Inspired by a tweet that I'd read elsewhere, I decided to adapt the content and pen this.
Best way to solve money problems at home is simply to earn enough. Make enough money and you'll never have any disputes.
Use credit cards for day-to-day expenses. They rack up a ton of points which can be used towards discretionary shopping.
Doesn't matter how much you save for retirement - the moment you stop working, you'll worry about running out of money.
Better to spend money on stuff that you like than spend on stuff that you don't need.
Eating out does not imply a luxurious way of life. Some people call this the "rich life". We splurge on eating out but save on fancy houses, cars and other stuff.
Property today is no longer a good store of value. There are numerous costs - agency fees, duties, illiquidity, uncertainty over its appreciation in the long term. There are much better alternatives out there to give you a steady 5-6% annualized return over 20 years.
Educate yourself on where to put your money. Financial markets are way more sophisticated as compared to 30 years ago. Today we have the ability to invest in stocks globally, a wide range of ETFs, index funds, etc.
Worst way to earn an income is to work for a living.
Learn to develop multiple income streams as you progress in life - the old school saying of "get a good education, get a good job, start a family, etc..." is out-dated.
Invest in yourself. Wealth will take care of itself after that.
Don't underestimate the power of compounding.
A single investment (no matter how small) can change the course of your finances drastically.
Aside from learning how to manage money, learn how to write and code as well.
Sales is everywhere - learn how to sell and money will take care of itself.
Money will only motivate you so far. If you are not doing the things you love to do, you'll burn out. 100% guarantee.
The moment you feel that you pay someone more than what they owe you, you'll most likely end up spending the bulk of time chasing them for what they owe you.
Most people who trade stocks lose money. Don't get sucked into speculation.
The minute money is too easy to be made, it's probably time to get out.
99% of people who post images of their income online are not telling you something.

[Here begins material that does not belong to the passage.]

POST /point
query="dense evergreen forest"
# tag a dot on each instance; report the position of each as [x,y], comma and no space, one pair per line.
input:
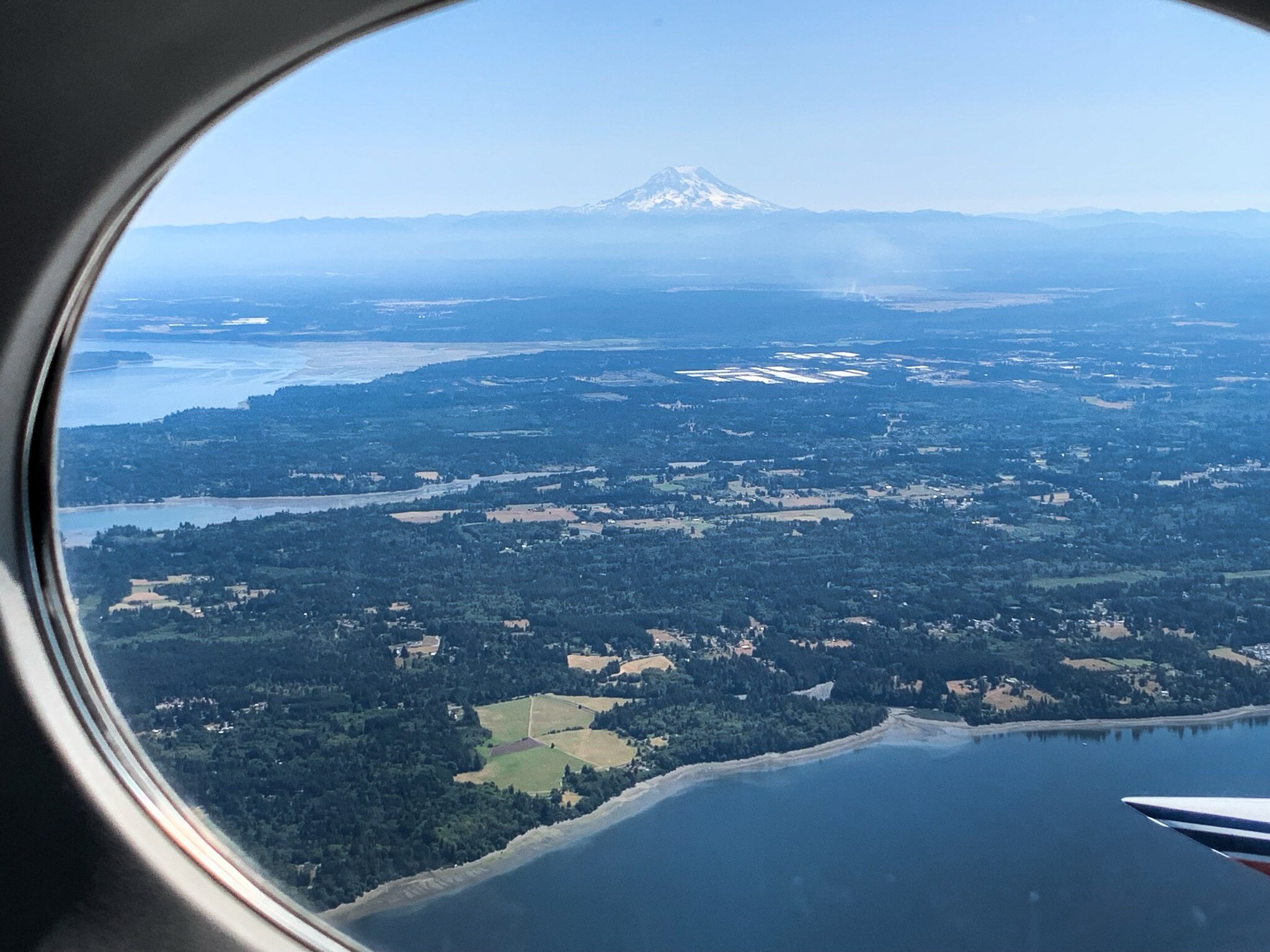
[1003,528]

Really rich and secure people don't flash their wealth and call themselves rich - not unless they are trying to sell you something.
People who tip you off on a stock nearly always have something to gain from doing so. Don't be stupid and listen to everything they say. Use your own discretion to decide for yourself. Most of my losses are attributed from listening to others.

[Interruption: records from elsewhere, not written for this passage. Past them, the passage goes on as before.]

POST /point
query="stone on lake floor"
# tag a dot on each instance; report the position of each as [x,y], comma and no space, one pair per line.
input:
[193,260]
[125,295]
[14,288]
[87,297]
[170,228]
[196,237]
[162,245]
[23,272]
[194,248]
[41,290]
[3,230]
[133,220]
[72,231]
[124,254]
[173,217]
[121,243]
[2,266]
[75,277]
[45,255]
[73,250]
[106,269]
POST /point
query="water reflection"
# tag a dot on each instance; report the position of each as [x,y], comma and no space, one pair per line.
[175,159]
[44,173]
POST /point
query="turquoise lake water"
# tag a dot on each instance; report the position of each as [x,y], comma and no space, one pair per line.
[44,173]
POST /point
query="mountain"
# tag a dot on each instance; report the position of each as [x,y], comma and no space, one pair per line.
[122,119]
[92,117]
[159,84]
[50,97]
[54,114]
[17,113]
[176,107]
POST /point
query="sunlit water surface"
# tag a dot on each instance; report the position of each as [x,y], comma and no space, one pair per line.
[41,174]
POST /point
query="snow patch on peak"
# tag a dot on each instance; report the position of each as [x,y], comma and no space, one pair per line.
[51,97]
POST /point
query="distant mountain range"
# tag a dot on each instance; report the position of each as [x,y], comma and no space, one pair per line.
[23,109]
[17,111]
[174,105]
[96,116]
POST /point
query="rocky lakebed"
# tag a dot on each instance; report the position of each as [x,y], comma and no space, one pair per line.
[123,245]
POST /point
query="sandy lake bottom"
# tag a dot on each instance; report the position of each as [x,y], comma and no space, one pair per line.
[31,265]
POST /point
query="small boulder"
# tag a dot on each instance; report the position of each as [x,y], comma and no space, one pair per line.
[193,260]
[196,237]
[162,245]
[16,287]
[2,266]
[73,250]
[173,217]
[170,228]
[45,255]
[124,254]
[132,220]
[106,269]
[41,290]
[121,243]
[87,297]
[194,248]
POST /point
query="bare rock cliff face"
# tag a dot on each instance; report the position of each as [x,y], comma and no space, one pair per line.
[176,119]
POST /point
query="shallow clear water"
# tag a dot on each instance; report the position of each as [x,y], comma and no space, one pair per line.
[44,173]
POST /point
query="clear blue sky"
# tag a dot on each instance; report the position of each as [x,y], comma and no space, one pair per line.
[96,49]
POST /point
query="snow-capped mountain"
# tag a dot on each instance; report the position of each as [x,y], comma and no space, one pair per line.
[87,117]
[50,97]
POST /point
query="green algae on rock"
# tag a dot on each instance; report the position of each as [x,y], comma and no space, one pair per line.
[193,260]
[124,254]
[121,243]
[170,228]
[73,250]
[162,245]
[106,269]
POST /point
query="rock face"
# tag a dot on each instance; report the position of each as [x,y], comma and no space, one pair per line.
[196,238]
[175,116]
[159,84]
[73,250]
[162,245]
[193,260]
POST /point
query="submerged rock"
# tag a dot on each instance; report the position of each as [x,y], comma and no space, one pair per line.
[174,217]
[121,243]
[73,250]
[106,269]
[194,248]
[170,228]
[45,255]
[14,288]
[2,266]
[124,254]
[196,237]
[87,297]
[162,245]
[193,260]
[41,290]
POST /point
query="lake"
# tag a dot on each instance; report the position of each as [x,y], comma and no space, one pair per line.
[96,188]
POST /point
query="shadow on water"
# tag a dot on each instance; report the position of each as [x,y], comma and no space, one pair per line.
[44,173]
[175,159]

Don't be envious of those who are ahead of you. You don't know what they've gone through.
Bankers are not your friend. They do not care about you. Relationships are booshit. They are only as nice to you as the amount of assets you are banking with them.
Don't keep too much of your assets in cash unless you know how you are planning to use it. Invest, even if it is a small amount.
As an investment banker I used to work very long hours (I still do) and we were almost always allowed to be reimbursed for dinner and transport expenses if we worked past a certain time (usually 9:00pm).
Some times I would claim for these expenses, but other times I would not. And people found that puzzling.
As I grew older and stayed longer in the office, I discovered that some of the most simple pleasures at the end of a hard day’s work was simply just to take a 10-minute stroll away from the office or use the public commute back home, enjoying the outdoor air in the process. Taking the taxi on the other hand constantly nauseated me because of the enclosure and motion. It was partly because of that, I did not usually claim for any transportation reimbursement.
Likewise for meals and per diem allowances: Unless absolutely necessary such as dining with professional parties such as clients as part of the job, I would then claim for these meals. But I know of people who would go the full length to obtain all recoverable expenses as long as it was within the organisation’s HR policy. There’s nothing technically wrong with that. The rules that were set that way by the folks up there are also the same rules that are part of broader staff retention strategy, that is: To keep employees happy and contented so that they know they are well fed and taken care off.
It was only in my later years in banking that I realised making these claims were also a deeper cultivation of a subtle employee-mentality. By attempting to ‘milk’ the system and extract the maximum benefits, one subjects himself/herself to the dependency on the little privileged comforts of life. There’s nothing wrong with that, in fact I believe the banks wanted you to do that.
In Nassim Taleb’s words:
“Someone who has been employed for a while is giving you strong evidence of submission. Evidence of submission is displayed by the employee’s going through years depriving himself of his personal freedom for nine hours every day, his ritualistic and punctual arrival at an office, his denying himself his own schedule, and his not having beaten up anyone on the way back home after a bad day. He is an obedient, housebroken dog.”
So should one day I am unable to afford the ‘luxury’ of going home in a cab or rely on someone to pay for my meals, I would never feel insecure.